2. Jeb! wears Garanimals. To die for or what? Talk about amuse bouche! Not exactly nosh, not so full-blown antipasto, but rather a grown man dressed in children’s theme pajamas, drizzled with Juicy Juice and garnished with Goldfish cracker dust. What did Mary Matalin call him, the “Energizer Bunny?” Where are we, Mister McGregor’s garden? I almost feel bad for the guy. She coulda called him “Bugsy,” or “Thumper”, but no—he’s an itsy-bitsy bunnikins playing rump-a-bum-bum on his little tin drum. Sorry Jeb!, time for Bed!
3. Mario Rubio needs aging at Chuck-E-Cheese. Hold the carpaccio! Can I say it? Mario is one sensational starter. Bright fella, but seriously baby-faced and always a little short, right? We can help him out. Suppose we spot Mariolito a few large and see if seven consecutive mozzarella-based birthdays can grow some hair in his ears. Oh yeah. Just a little seasoning and he could make somebody a great Secretary of Action Figures.
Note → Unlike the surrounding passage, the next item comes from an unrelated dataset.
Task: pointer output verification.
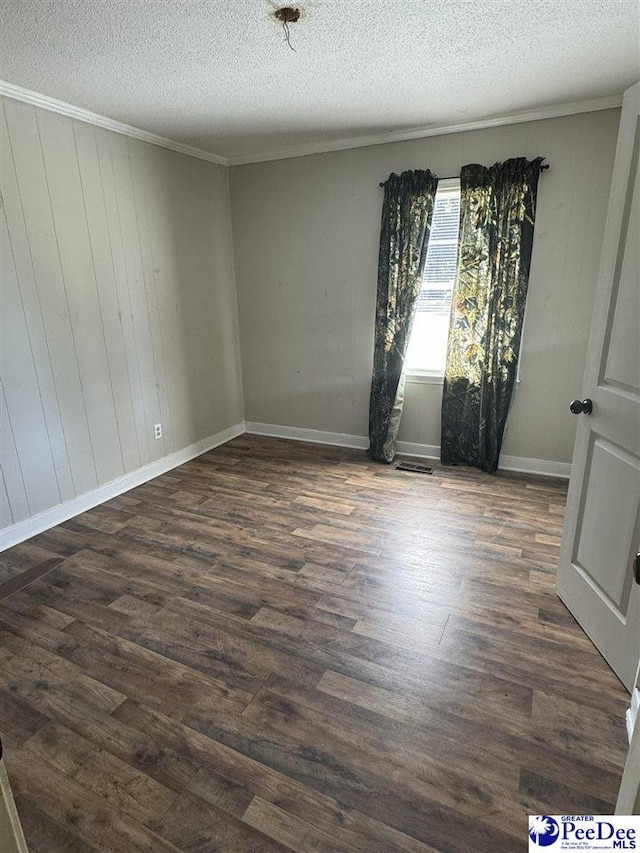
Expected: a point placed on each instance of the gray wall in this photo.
(306, 245)
(118, 307)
4. Scott Walker does not sell Amway. Better save room for this pot-sticker! No kidding, Scotty actually IS an Amway Home Product. I hear he’s great for cleaning rustic coffee table tops laminated with color pictures of timber wolves. I’m told that after a humdinger house party those coffee table wolves get all smudged and their eyes go really cloudy, but a little Scott Walker on a damp sponge brings back that like-new sparkle.
5. Mitt Romney ties brisket to his bonnet. Yeah, him with Rover on the roof of his Caprice wagon. I hear Harvard Boy with Brigham Young Sauce on top wants give it one more college try. Not so fast Mittens. Word on the interstate is, you haven’t learned your lesson. They say you still strap weird stuff to your family car. Briskets, tiskets, taskets, green and yellow baskets, it’s a sickness. Can you get some help? Please, you’re making us all very nervous.
6. Ted Cruz looks too much like Droopy. I hate to lay a crudité of such specificity on this sweetheart of a man, but there it is. If they were Bette Davis eyes, the look might have Betty Grable legs. VaVaVoom! Never mind. All we can see is that droopy-eyed doggie in the window of a vintage comic book store. We know, we know—Princeton, Harvard Law, World Champion Debater, but who are we gonna believe, you or your lazy eyes?
7. Roman Hands, Russian Fingers, Joe Biden is creepier than a leisure-suited centipede. Not so appetizing maybe, but I gotta tell ya, Fibber McBiden’s got Moxie, I’ll give him that. And not for nothing, I got a funny feeling it’s gonna be Swanky and Jo-Jo, Moxie y Moxie by this time next year.”
Swanky cut short our conversation to answer the latest slings and arrows launched by thousands of nobodies nobody likes and Swanky swears aren’t on his payroll, in addition to vaguely familiar Bad Boy Bobby Jindal who risked his very political future to make fun of Swanky’s hairdo.
Can the ruby-eyed skull cufflink big as your head bear another day of such relentless punishment? Could this lead to a growing perception of Swanky as too rude, tasteless, mean and gluten-rich to be seen in the company of an understated Swedish automobile with Thule bike racks and a Nantucket ferry sticker?
America’s ruby-eyed skull cufflink is at a crossroads. If Swanky gets prematurely bigger than our noggins, he could well be headed for a nice trip this fall. Pretty please, your ‘umble reporter hopes most certainly not.
“Too soon!” we declare, “Too darn soon!”